Pathways Toward the Impossible: The Numerical Prediction of Thunderstorms and Implications for Climate Projection

Oct
15

Pathways Toward the Impossible: The Numerical Prediction of Thunderstorms and Implications for Climate Projection

Dr. Kelvin K. Droegemeier, University of Illinois Urbana-Champaign

11:00 a.m., October 15, 2024   |   320 DeBartolo Hall

Extreme weather events such as floods, high winds, lightning, and tornadoes are each year responsible for hundreds of deaths in the U.S. and countless cases of physical and mental injury. They disrupt life, pose threats to national security, and result in billions of dollars in losses. Although humans have long been fascinated by such dramatic weather, the first organized study of thunderstorms took place only in the late 1940s in Ohio and Florida.

Soon afterward, simple computer models were used to test theories of cloud and storm formation in one dimension. Throughout the decades, atmospheric models of increasing complexity and spatial fidelity were developed to forecast day-to-day weather, and to simulate the behavior of thunderstorms, ultimately in three dimensions including the tornadoes they sometimes spawn.

Kelvin Droegemeier

Dr. Kelvin K. Droegemeier,
University of Illinois Urbana-Champaign

Today, our understanding of severe storms, and ability to predict them using computer models, is nothing short of a miracle, for this was thought to be impossible 40 years ago. This presentation traces the evolution of storm prediction, the role played in it by fluid mechanics, and how artificial intelligence is now poised to open new vistas of capability. It concludes with a view toward running global Earth system models, which are used to project future climate, at extremely fine resolution so as to capture thunderstorms and other high-impact weather, and the potentially transformative impacts of such information on society.

Dr. Kelvin K. Droegemeier is Professor of Climate, Meteorology and Atmospheric Sciences and Special Advisor to the Chancellor for Science and Policy at the University of Illinois Urbana-Champaign. He previously spent 38 years on the faculty at the University of Oklahoma, where he served for nearly a decade as Vice President for Research.
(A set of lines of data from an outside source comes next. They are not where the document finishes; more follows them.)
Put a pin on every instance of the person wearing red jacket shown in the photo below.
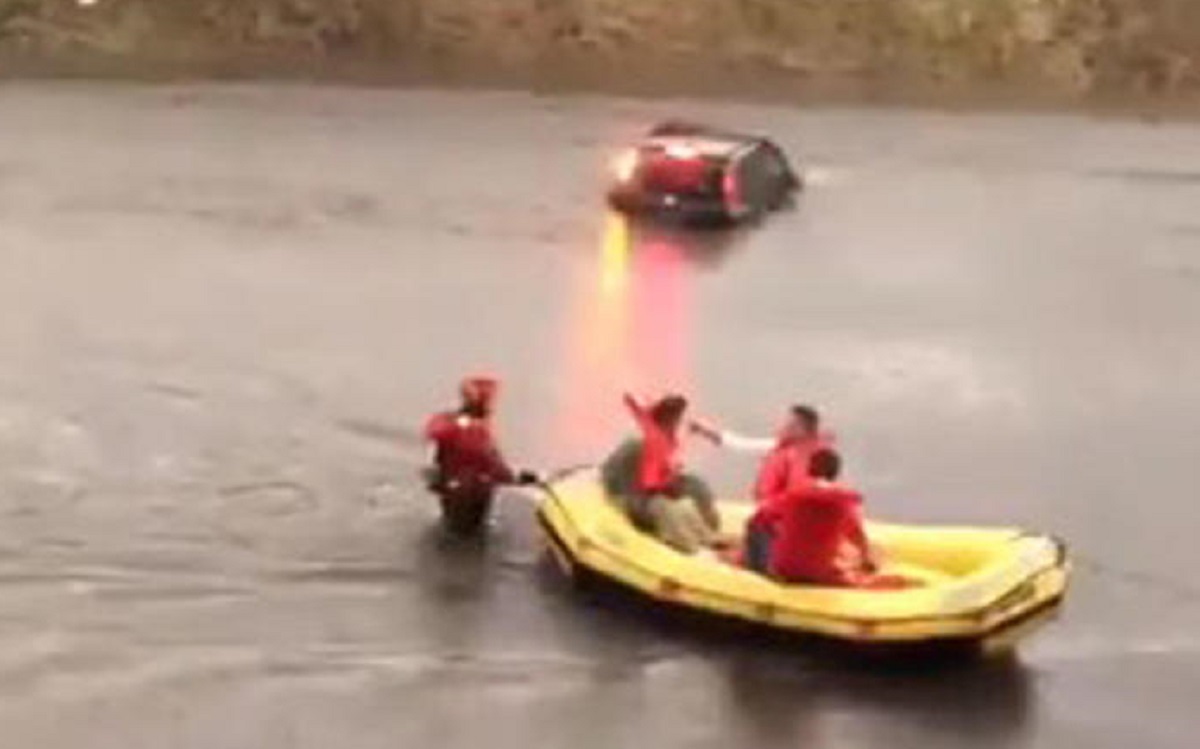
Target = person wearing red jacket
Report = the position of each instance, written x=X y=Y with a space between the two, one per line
x=819 y=534
x=646 y=475
x=784 y=467
x=467 y=463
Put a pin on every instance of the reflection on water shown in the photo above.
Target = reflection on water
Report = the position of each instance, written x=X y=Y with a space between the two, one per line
x=630 y=327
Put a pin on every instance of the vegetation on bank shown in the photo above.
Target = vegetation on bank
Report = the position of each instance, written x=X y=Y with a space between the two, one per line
x=1061 y=46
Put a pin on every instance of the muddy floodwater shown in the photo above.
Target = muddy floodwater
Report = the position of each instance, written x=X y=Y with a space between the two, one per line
x=226 y=311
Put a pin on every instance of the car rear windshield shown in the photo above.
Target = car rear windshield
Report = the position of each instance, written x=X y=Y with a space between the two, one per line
x=691 y=175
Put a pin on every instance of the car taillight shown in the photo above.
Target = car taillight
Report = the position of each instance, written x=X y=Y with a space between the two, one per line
x=731 y=190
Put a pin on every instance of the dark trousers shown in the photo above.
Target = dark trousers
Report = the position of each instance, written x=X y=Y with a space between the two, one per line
x=756 y=550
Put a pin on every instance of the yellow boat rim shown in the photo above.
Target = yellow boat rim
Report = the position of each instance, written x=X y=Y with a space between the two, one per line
x=988 y=586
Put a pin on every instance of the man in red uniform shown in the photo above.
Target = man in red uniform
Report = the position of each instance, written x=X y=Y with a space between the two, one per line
x=819 y=532
x=467 y=462
x=647 y=477
x=784 y=467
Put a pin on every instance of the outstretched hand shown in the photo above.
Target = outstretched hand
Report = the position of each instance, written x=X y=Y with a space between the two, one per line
x=705 y=430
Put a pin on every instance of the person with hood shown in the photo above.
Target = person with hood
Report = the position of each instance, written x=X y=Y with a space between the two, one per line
x=785 y=466
x=819 y=533
x=467 y=463
x=646 y=475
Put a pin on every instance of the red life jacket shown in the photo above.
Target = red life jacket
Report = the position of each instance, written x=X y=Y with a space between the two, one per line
x=813 y=525
x=659 y=467
x=466 y=450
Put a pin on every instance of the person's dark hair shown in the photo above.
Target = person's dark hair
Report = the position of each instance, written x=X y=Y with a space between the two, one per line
x=808 y=415
x=669 y=411
x=825 y=465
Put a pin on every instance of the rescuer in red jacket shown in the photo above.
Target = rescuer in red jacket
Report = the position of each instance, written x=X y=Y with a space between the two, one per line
x=467 y=462
x=785 y=466
x=646 y=475
x=819 y=535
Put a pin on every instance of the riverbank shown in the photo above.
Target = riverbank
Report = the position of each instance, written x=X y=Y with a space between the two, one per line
x=1123 y=54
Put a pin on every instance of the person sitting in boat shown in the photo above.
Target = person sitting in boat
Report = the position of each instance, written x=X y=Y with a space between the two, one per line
x=819 y=532
x=647 y=478
x=784 y=467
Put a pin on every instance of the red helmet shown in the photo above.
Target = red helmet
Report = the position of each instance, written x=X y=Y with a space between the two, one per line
x=479 y=389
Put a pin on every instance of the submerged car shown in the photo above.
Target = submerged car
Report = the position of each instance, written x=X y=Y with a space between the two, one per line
x=699 y=174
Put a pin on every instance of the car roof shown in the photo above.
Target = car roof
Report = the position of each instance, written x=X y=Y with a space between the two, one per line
x=712 y=145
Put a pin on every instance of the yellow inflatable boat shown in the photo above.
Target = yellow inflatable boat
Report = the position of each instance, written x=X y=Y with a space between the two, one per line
x=983 y=587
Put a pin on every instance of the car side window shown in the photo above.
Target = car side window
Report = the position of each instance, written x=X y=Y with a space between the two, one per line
x=755 y=175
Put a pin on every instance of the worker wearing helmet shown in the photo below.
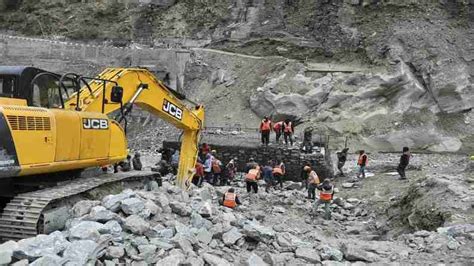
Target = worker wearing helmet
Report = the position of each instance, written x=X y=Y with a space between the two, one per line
x=230 y=199
x=265 y=129
x=325 y=197
x=313 y=182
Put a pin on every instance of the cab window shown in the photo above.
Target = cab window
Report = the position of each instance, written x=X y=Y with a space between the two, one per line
x=7 y=85
x=46 y=93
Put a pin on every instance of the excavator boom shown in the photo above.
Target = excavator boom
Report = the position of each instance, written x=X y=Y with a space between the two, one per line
x=120 y=88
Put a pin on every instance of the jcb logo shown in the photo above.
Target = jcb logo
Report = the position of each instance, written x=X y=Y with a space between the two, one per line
x=173 y=110
x=94 y=123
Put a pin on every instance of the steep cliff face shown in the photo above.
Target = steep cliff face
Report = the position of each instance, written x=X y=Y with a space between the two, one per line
x=387 y=73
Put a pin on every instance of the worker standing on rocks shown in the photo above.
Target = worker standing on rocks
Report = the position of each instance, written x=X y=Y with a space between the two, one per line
x=305 y=174
x=199 y=174
x=208 y=168
x=267 y=173
x=216 y=169
x=136 y=162
x=341 y=160
x=252 y=176
x=325 y=197
x=250 y=165
x=362 y=163
x=278 y=129
x=313 y=182
x=404 y=161
x=279 y=172
x=231 y=168
x=265 y=128
x=288 y=130
x=230 y=199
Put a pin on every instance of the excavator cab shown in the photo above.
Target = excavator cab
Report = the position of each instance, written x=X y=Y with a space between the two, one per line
x=39 y=88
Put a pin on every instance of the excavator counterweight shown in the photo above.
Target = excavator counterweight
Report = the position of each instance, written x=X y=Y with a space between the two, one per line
x=54 y=124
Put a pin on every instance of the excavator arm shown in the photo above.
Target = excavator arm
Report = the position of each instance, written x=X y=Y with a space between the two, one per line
x=118 y=89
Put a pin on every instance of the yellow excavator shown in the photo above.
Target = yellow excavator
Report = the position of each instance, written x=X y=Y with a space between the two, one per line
x=60 y=124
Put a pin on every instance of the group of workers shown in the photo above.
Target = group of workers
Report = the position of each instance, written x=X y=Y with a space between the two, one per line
x=211 y=170
x=363 y=160
x=275 y=171
x=285 y=128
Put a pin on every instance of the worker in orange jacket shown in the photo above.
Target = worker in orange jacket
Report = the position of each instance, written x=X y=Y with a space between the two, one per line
x=230 y=199
x=288 y=130
x=326 y=195
x=265 y=129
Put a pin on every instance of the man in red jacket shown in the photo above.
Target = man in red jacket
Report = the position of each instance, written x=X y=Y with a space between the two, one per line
x=265 y=128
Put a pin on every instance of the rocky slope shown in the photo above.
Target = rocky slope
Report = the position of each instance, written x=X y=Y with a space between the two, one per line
x=385 y=73
x=168 y=226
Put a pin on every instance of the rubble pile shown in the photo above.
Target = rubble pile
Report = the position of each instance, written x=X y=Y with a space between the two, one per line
x=168 y=226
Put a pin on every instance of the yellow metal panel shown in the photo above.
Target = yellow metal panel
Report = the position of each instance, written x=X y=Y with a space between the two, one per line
x=68 y=135
x=34 y=169
x=33 y=132
x=118 y=141
x=95 y=136
x=12 y=101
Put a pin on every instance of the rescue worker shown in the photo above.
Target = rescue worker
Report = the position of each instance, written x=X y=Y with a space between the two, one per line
x=341 y=160
x=265 y=128
x=404 y=161
x=278 y=129
x=250 y=165
x=231 y=170
x=288 y=131
x=304 y=175
x=204 y=150
x=362 y=163
x=136 y=162
x=325 y=197
x=279 y=172
x=124 y=166
x=230 y=199
x=175 y=161
x=166 y=154
x=308 y=140
x=267 y=173
x=251 y=178
x=216 y=171
x=313 y=182
x=208 y=168
x=199 y=174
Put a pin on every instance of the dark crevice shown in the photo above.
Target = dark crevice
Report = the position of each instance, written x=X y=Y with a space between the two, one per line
x=426 y=85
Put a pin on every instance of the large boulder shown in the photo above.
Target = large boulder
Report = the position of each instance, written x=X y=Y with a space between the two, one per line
x=6 y=251
x=354 y=253
x=41 y=245
x=81 y=251
x=136 y=225
x=229 y=238
x=280 y=106
x=258 y=232
x=101 y=214
x=214 y=260
x=172 y=260
x=113 y=202
x=308 y=254
x=83 y=207
x=132 y=206
x=86 y=230
x=48 y=260
x=255 y=260
x=180 y=208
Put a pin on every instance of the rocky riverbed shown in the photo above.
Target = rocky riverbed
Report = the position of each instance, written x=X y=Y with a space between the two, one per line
x=375 y=221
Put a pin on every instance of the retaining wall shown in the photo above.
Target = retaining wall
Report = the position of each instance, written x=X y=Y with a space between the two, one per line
x=293 y=158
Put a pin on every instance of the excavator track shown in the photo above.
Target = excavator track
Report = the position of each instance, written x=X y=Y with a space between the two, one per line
x=23 y=216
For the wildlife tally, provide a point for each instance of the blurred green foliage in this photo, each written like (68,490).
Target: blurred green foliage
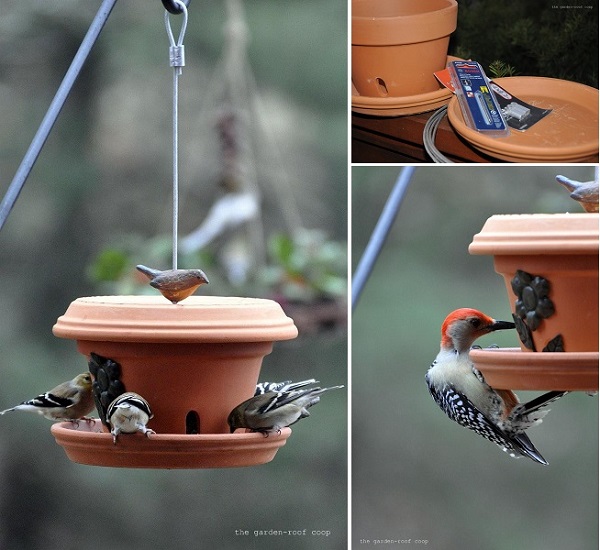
(557,39)
(306,266)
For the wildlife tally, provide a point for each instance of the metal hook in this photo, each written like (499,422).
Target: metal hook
(173,6)
(179,42)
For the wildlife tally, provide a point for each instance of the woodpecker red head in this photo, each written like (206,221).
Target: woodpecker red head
(463,326)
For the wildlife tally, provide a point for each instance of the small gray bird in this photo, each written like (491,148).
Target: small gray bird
(274,410)
(129,413)
(175,284)
(585,193)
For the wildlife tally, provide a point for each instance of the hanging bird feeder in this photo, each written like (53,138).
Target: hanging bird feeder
(549,263)
(192,358)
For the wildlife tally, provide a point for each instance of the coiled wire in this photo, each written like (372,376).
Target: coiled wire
(429,133)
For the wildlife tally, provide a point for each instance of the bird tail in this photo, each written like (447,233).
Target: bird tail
(148,271)
(287,385)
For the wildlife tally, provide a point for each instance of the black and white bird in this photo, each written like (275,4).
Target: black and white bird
(273,410)
(129,413)
(70,401)
(461,391)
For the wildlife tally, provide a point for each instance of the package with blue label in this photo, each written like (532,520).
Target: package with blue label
(477,101)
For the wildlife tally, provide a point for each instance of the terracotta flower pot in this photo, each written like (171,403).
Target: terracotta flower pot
(194,362)
(549,263)
(397,45)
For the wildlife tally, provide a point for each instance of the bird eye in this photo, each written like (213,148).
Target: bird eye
(475,322)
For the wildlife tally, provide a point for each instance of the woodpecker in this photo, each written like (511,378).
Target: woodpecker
(174,284)
(461,391)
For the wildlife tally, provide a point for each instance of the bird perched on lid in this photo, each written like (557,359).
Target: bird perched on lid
(70,401)
(274,410)
(175,284)
(129,413)
(461,391)
(585,193)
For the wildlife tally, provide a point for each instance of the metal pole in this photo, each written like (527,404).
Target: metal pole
(384,224)
(54,110)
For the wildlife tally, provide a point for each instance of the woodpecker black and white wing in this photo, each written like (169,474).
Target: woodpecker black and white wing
(287,385)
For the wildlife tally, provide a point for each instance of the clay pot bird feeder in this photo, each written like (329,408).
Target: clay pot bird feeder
(397,45)
(549,263)
(194,362)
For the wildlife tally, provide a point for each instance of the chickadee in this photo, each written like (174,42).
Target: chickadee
(129,413)
(70,401)
(274,410)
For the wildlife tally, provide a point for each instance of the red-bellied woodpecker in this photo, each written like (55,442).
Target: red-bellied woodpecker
(461,392)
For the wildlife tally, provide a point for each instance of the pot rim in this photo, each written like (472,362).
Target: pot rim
(370,30)
(198,319)
(239,449)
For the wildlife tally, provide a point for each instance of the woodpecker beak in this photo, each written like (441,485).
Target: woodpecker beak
(500,325)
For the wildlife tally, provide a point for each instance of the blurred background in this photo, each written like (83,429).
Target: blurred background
(262,125)
(551,38)
(416,474)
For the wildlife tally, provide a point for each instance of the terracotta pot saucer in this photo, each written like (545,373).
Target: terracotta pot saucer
(88,444)
(568,134)
(521,370)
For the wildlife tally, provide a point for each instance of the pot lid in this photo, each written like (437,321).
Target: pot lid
(537,234)
(568,134)
(154,319)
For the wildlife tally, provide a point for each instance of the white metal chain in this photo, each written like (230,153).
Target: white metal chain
(177,61)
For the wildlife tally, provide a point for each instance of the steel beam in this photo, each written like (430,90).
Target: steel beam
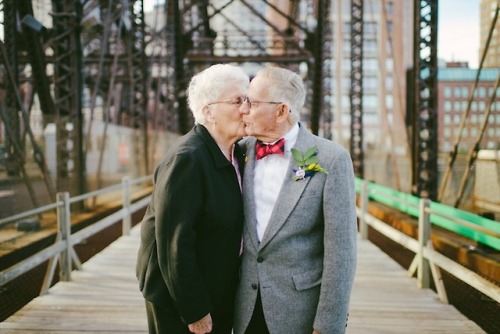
(356,91)
(425,148)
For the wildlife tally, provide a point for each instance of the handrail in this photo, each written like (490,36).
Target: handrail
(469,225)
(427,260)
(62,250)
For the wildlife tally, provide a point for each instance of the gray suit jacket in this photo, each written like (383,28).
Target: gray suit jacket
(304,267)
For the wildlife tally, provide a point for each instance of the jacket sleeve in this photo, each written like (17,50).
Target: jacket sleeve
(178,203)
(340,237)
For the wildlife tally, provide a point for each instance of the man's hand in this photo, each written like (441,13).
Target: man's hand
(202,326)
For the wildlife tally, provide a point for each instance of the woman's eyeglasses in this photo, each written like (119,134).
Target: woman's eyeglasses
(240,100)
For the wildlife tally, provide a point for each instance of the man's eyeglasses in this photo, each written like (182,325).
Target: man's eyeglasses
(240,100)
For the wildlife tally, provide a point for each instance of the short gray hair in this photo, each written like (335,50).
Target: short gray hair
(207,86)
(288,87)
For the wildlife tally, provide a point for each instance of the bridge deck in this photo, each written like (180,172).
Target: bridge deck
(103,298)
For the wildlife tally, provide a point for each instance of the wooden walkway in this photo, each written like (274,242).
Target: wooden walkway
(104,298)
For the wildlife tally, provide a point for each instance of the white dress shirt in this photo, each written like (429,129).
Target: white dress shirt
(269,175)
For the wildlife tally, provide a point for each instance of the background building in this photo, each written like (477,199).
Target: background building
(487,13)
(455,86)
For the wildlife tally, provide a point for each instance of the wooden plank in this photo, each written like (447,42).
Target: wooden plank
(104,298)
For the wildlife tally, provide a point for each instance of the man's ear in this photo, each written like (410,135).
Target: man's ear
(282,113)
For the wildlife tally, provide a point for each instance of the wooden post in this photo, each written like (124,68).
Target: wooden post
(363,226)
(424,226)
(127,219)
(64,227)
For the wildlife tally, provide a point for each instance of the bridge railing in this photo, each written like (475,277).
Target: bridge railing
(62,250)
(427,260)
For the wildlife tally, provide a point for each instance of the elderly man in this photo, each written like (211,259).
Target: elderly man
(300,230)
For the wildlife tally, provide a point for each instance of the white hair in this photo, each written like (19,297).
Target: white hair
(287,87)
(207,86)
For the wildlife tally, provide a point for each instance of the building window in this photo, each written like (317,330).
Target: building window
(465,92)
(447,106)
(447,91)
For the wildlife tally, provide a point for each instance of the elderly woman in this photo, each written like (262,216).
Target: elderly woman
(191,232)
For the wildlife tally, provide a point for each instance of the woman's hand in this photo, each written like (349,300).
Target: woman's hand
(202,326)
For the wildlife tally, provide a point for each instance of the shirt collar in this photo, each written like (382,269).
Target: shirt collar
(291,137)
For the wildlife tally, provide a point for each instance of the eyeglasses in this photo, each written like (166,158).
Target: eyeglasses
(240,100)
(236,101)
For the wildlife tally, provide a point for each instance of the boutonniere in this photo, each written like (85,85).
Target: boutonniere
(307,163)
He co-founded and directed one of the first 11 NSF Science and Technology Centers and co-founded an NSF Engineering Research Center. Droegemeier served as Oklahoma Cabinet Secretary for Science and Technology as well as two terms on the National Science Board, the last four years as Vice-Chairman. Most recently, he served as Director of The White House Office of Science and Technology Policy (OSTP), Science Advisor to the President, and Acting Director of NSF.

Dr. Droegemeier’s research interests lie in thunderstorm dynamics and predictability, variational data assimilation, mesoscale dynamics, computational fluid dynamics, massively parallel computing, and aviation weather. He is a Fellow of the American Meteorological Society and American Association for the Advancement of Science. In 2023, Droegemeier authored a book titled Demystifying the Academic Research Enterprise. Published open access by MIT Press and thus available for free, the book provides broad and deep insight into the research ecosystem for emerging and practicing scholars across all disciplines.